Is Free Trade Good for Everyone? (Reposting, because it seems relevant right now).

Greg Mankiw implies that it is (although not anymore), and that all economists agree that it is.  But it actually isn't.  Who says so?  Economists.

In particular, the workhorse theory of International Trade, the Hecksher-Ohlin Theorem, leads to the Stolper-Samuleson Theorem, which shows that when countries start trading with each other, the relatively abundant factor of production in each country becomes better off, while the relatively scarce factor becomes worse off.   In the US context, this implies that opening up trade will leave capital better off relative to labor, and skilled labor better off relative to unskilled labor.

Does trade increase the total size of economies?  Yes--this is something that economists do agree on. But in the absence of redistribution--something that seems to be anathema to we Americans--more open trade will make low skilled laborers worse off.

In my ideal world, we would pass the Trans-Pacific Partnership (TPP), a potential [quasi]-trade agreement among the US and 11 other countries of the Pacific Rim, and redistribute its bounty such that everyone would be better off.  There is no evidence that our political system would allow this to happen.
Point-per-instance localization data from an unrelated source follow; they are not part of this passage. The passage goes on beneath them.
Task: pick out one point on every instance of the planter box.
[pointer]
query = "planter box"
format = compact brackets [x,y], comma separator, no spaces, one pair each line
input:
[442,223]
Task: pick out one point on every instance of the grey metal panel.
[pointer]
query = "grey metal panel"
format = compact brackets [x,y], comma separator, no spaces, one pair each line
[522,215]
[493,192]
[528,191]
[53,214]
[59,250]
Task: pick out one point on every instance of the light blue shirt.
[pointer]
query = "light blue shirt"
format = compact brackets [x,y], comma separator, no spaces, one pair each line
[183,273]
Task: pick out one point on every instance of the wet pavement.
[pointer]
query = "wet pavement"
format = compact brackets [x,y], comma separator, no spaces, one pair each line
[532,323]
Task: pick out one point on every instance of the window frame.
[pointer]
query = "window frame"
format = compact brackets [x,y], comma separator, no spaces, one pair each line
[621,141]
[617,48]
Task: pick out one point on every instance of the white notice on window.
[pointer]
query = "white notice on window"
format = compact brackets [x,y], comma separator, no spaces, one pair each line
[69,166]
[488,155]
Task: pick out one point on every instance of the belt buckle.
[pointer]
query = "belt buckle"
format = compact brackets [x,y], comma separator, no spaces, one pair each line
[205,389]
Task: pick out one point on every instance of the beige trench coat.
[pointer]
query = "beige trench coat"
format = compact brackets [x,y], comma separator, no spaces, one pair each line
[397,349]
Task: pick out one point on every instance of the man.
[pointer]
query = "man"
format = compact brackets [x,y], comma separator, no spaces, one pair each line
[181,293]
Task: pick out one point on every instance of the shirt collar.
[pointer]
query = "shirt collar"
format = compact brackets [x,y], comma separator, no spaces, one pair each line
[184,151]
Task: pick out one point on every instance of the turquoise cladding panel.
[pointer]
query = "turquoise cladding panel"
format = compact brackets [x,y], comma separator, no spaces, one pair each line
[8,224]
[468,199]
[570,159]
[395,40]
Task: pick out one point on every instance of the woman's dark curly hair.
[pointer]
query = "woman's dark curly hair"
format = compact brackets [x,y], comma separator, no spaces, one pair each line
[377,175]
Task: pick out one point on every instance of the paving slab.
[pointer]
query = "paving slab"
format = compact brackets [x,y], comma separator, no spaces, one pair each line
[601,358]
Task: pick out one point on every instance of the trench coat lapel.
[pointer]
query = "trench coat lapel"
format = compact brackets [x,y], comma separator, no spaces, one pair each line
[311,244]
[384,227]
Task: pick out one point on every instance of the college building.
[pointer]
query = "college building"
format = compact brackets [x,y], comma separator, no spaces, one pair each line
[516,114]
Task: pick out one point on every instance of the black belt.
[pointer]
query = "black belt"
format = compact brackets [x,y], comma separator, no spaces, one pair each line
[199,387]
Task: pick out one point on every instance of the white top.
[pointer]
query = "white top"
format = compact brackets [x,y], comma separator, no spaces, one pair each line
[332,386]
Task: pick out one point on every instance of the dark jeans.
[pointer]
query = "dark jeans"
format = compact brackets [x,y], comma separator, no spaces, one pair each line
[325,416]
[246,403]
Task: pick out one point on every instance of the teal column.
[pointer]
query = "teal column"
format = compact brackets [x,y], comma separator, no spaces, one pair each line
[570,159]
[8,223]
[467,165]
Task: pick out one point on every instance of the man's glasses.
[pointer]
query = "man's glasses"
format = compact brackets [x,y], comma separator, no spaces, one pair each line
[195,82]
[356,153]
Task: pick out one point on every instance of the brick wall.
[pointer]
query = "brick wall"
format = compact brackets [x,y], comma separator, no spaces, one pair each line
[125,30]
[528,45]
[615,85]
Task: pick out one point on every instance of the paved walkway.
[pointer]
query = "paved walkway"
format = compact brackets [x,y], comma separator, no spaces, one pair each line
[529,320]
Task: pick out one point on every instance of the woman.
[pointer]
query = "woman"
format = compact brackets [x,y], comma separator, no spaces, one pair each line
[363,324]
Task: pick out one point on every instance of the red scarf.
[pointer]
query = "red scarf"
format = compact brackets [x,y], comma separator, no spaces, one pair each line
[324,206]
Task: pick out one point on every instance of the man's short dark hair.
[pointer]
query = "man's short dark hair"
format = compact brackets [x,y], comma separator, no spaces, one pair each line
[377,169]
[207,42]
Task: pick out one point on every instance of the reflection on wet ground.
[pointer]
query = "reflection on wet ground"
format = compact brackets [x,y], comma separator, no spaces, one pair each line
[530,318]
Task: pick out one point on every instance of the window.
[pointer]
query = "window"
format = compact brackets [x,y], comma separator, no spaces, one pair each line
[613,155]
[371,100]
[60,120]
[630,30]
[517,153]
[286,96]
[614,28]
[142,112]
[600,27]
Despite all this, I do and will continue to support trade agreements such as the TPP because that there is some evidence that they prevent wars.  Of course, as someone who has had nothing but good fortune in life, it is easy for me to think that the abstract prevention of war is more important than the tangible reduction in other people's already low wages.  

1 comment:

David Barker said...

Hi Richard, sorry it took me so long to see it, but this is a good post.

A libertarian might say there is a natural right to trade, so it should not be conditioned on redistribution. But in the real world trade is a political question, so we should expect bargaining.

After a long period of trade liberalization, trade opponents now dominate US politics. Stigler's theory of regulation might have predicted this would happen sooner, since the costs of trade are somewhat concentrated and the benefits widely dispersed. As you point out, the benefits mostly flow to the well-off, so they have managed to overcome the Stigler effect. But when a political force with natural advantages is suppressed, it sometimes breaks through suddenly and unexpectedly.

In other words, years of free trade extremism without regard for the human costs has given us Donald Trump.